Heather Wakelee, MD, associate professor of Medicine (Oncology) at Stanford University Medical Center, discusses available treatment for patients with lung cancer who progress without a T790M mutation.
Heather Wakelee, MD, associate professor of medicine (oncology) at Stanford University Medical Center, discusses available treatment for patients with lung cancer who progress without a T790M mutation.
If T790M is not found, patients can be put on a clinical trial. There are some with combinations of EGFR tyrosine kinase inhibitors (TKIs) to increase responses, even if a patient doesn't harbor the T790M mutation. There is also chemotherapy as an option, says Wakelee. Most EGFR-mutant lung cancers are very sensitive to chemotherapy, making it important to talk with patients so they are prepared for it.
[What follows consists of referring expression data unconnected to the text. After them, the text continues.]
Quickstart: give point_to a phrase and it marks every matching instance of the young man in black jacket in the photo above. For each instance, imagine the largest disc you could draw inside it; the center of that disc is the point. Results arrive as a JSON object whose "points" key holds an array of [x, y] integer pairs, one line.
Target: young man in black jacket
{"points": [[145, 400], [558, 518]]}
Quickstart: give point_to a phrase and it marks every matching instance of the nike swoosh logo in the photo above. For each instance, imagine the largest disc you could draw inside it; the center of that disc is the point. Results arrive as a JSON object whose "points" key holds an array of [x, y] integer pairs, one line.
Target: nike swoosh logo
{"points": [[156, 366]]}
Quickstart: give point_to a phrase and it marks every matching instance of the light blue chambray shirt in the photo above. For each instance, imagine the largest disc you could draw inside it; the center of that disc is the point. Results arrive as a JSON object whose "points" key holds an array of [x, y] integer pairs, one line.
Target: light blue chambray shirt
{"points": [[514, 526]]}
If a patient starts on a first- or second-generation EGFR inhibitor, the next line would be osimertinib (Tagrisso) or one of the other drugs that are being developed, such as another EGFR TKI or chemotherapy. If osimertinib is given in the first-line setting, physicians are starting to understand what this resistance looks like. If a patient develops a C797S resistance mutation without T790M, then perhaps some of the first- and second-generation drugs could work, whereas if a patient has both, that is not the case, explains Wakelee.